We woke up and boarded the bus to SeAll, a logistics factory at the heart of the Suzhou Industrial Park. The complex—built only 18 years ago—houses over a million people. Located on “Modernization Road,” the factory serves as a center for goods assembly and trade, handling nearly $100 billion in goods this past year. We then drove back to downtown Suzhou where we toured a silk factory. Our tour guide was a very energetic woman who explained to us the life cycle of a silk worm. In case you are wondering, after the silk worm spins a cocoon, “the farmer, they kill them” (a quote from our tour guide). The factory showed every process of manufacturing the silk from examining the quality of the cocoons by hand to unraveling the cocoons and stretching them out to make silk products.
After the silk factory, we left for Hangzhou. Three hours later, we arrived at the Sophia Hotel. Each room number began with 8—a sign of luck in Chinese culture. We went out for a planned group dinner on Luman’s birthday. She split off and had a second birthday dinner of a favorite Hangzhou specialty, sweet and sour fish from the famous West Lake. Later that night, some of us went to a popular club G+ and mingled with locals. We met a fellow Southern Californian from Long Beach named P.I., who was breaking into the entertainment industry in China.

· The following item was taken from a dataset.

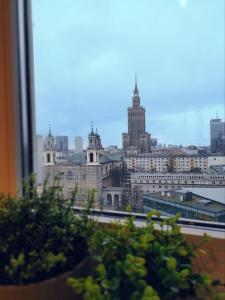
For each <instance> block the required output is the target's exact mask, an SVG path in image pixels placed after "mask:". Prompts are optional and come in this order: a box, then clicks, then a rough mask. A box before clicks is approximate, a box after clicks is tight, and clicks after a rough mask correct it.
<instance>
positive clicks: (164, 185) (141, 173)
mask: <svg viewBox="0 0 225 300" xmlns="http://www.w3.org/2000/svg"><path fill="white" fill-rule="evenodd" d="M130 185H131V189H134V187H138V188H139V190H141V191H142V192H144V193H151V192H158V191H171V190H176V189H179V188H184V187H188V188H195V187H220V188H224V187H225V175H209V174H196V173H189V174H187V173H164V174H162V173H151V174H150V173H131V174H130Z"/></svg>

Friday may have had the best food of the trip to date. In the morning we toured a picturesque tea plantation outside of Hangzhou, where we learned the history and production of tea. Included in the tour was a tea tasting session, where we sampled four different flavors of fresh tea. We left the boutique shop and made sure to snap some group photos before returning to the cityscape. After a visit to another silk museum, we ate a group lunch at a restaurant on shores of “Xihu” (West Lake). After lunch, the group split up. David and Luman went on a bike tour around Xihu, some returned to the hotel, and others, toured the lake. Cynthia and I were among the people who walked around the lake, admiring the pagoda and a pool with a mass of turtles. Eventually we all returned to our hotel rooms to rest before going out for dinner and more exploration.

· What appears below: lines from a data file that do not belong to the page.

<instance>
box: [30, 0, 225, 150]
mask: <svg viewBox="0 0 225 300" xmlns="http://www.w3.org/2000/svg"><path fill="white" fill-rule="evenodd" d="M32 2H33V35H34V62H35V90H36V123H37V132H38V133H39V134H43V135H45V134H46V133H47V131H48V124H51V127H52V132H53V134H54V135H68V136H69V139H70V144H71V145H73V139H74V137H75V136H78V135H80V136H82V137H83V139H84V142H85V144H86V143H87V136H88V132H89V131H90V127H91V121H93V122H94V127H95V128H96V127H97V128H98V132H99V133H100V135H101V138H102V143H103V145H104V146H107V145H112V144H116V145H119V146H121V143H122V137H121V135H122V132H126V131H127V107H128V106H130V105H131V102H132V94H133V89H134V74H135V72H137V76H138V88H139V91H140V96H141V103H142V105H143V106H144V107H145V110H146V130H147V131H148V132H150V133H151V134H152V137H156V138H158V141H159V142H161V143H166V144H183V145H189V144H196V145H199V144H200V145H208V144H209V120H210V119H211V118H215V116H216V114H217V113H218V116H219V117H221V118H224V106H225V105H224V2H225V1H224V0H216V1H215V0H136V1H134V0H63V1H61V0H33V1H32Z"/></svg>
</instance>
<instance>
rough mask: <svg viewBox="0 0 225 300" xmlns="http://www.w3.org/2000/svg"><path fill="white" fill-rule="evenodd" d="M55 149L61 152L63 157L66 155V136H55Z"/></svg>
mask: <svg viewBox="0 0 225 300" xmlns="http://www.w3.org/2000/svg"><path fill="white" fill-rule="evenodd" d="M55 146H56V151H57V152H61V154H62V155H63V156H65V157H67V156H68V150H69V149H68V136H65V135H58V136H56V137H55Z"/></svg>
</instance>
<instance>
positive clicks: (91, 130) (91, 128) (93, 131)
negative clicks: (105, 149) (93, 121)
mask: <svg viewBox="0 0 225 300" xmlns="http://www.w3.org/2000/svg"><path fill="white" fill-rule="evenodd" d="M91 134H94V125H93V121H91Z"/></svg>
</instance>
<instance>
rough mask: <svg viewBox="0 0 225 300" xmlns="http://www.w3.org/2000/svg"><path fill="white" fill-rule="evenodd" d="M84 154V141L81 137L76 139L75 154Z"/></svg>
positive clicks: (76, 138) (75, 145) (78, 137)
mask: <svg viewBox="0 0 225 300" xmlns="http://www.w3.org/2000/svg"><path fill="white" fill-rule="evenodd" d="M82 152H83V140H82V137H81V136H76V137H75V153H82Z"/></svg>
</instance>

When we headed out again, we were in search of delicious street food and shopping. One local favorite was a sticky rice treat with a thin rice peel. The shops and vendors all sold similar items. Many of the small shops were even selling live animals, including frogs, turtles, eels, and other chickens. Somehow, after an hour or so, we managed to walk in a giant circle and ended back at our hotel. A big group of us took a taxi to bustling downtown Hangzhou to eat at the famous Grandma’s Kitchen. We sat in a booth and ordered several dishes to share including kung pao pork, eggplant, pot stickers, lamb chops, and fried rice. Needless to say, no one left hungry. The bill came out to everyone paying 35RMB so about $5USD. A steal. After dinner, we walked around the nearby shopping mall and saw many of the latest fashion trends. After cabbing it back to the hotel, a big group went back to G+ where they saw P.I. perform and met more locals.